Monday, February 13, 2006

Remember

Alchemical Braindamage:
"What really happens is not that at some arbitrary marker your body decides to swirl down the crapper. More like, at some actually quite predictable interval, the neglect or bad habits you haven't addressed, have quite predictable effects.

If you continue the slouching and slumping that most of us do in front of tv and computers and in our lumbering awkward gait, you will invariably experience neck, back, and joint problems in an accelerating downward spiral. I'd say 95% of the massage clients I've seen so far have this and pretty much all of them dismiss it as 'stress'. Except when they're in permanent pain and can't move anymore.

If you require glasses for reading and lazily wear them all the time, when you don't have to, the muscles around your eyes that are supposed to control the shape of your corneas, will atrophy, and you will end up wandering through a landscape of blurry nonsense at any juncture when you happen to not have your security blanket.

If your diet consists of the usual over-processed, fiberless, nutrient denuded crap that most of us were weaned on, then as time goes on your digestive and metabolic health will decline, and the buildup of toxic byproducts will trigger all kinds of allergies, sensitivities, chronic illnesses and early death.

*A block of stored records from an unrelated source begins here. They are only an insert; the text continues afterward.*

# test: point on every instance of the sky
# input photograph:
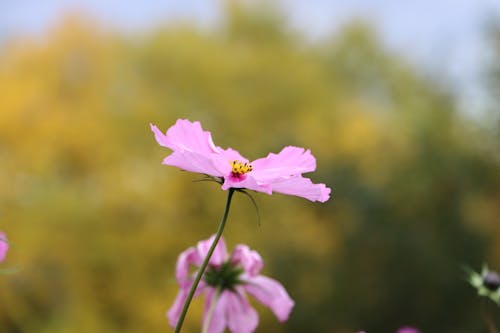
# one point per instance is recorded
(444, 36)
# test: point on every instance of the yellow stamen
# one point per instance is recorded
(240, 168)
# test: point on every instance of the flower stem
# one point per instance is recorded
(205, 262)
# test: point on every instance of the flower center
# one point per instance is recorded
(240, 168)
(225, 277)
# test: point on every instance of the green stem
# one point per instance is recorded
(204, 263)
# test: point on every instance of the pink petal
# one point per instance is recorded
(241, 317)
(289, 162)
(193, 148)
(175, 310)
(248, 259)
(186, 258)
(4, 246)
(248, 182)
(217, 319)
(272, 294)
(302, 187)
(194, 162)
(408, 329)
(220, 252)
(186, 136)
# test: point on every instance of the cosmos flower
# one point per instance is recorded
(408, 329)
(193, 150)
(487, 283)
(4, 246)
(225, 283)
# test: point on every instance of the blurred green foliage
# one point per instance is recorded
(97, 222)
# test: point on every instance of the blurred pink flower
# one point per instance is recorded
(4, 246)
(407, 329)
(193, 150)
(225, 283)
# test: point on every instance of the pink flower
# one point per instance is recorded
(193, 150)
(225, 283)
(4, 246)
(408, 329)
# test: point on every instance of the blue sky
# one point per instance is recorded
(444, 35)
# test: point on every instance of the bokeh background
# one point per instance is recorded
(406, 134)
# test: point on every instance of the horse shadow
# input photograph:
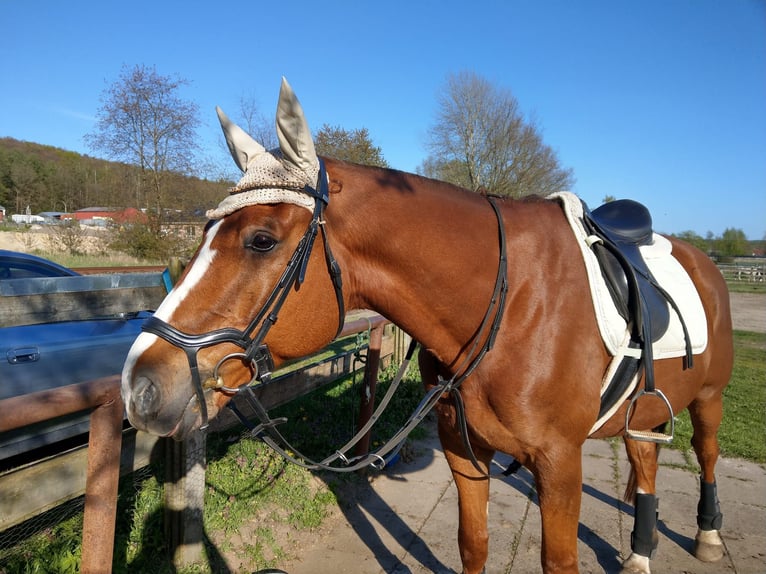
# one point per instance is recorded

If you abuse your body in the characteristic ways of going about 'exercise' and don't invest the time or money in some kind of regenerative or healing activity, like yoga, massage work, fasting, or meditation, the cumulative wear and tear of various trivial but never fully healed injuries will eventually cripple you.

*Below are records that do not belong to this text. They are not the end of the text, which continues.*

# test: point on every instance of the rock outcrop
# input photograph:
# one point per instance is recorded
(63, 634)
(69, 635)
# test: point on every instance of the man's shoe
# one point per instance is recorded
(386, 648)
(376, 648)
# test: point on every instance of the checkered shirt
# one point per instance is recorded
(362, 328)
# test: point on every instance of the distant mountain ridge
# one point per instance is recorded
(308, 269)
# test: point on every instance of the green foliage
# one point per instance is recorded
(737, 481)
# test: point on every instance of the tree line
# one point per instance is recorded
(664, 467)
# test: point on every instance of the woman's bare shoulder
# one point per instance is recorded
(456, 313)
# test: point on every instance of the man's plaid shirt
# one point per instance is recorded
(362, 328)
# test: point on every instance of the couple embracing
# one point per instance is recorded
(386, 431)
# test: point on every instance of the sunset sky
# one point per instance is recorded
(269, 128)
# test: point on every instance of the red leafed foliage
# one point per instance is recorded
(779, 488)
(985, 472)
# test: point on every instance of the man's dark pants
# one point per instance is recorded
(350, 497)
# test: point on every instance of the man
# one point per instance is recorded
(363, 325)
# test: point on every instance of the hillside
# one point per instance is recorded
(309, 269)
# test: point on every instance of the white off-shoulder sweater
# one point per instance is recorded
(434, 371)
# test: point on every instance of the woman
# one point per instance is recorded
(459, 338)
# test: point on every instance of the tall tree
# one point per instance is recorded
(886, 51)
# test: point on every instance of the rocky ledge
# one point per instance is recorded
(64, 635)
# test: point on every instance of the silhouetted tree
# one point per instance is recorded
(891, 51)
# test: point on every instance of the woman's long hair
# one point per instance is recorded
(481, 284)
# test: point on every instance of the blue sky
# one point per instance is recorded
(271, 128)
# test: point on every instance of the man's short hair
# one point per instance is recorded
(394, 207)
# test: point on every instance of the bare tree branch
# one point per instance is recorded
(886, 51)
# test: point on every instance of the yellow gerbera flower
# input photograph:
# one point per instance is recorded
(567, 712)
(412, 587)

None of this has anything whatsoever to do with actually being chronologically older. Except insofar as a thirty year old has ten more years of stupid habits to account for than a twenty year old, and ten years of momentum in the way of repairing them.

As time goes by, the backlog of stupidity does narrow your options somewhat and makes the window of health a little smaller to fit through. Everything in life is about balance. The thin edge of that balance point never changes, but the consequences of falling off it are proportional to how long you've been wandering, as is the difficulty of getting back on after you've fucked up."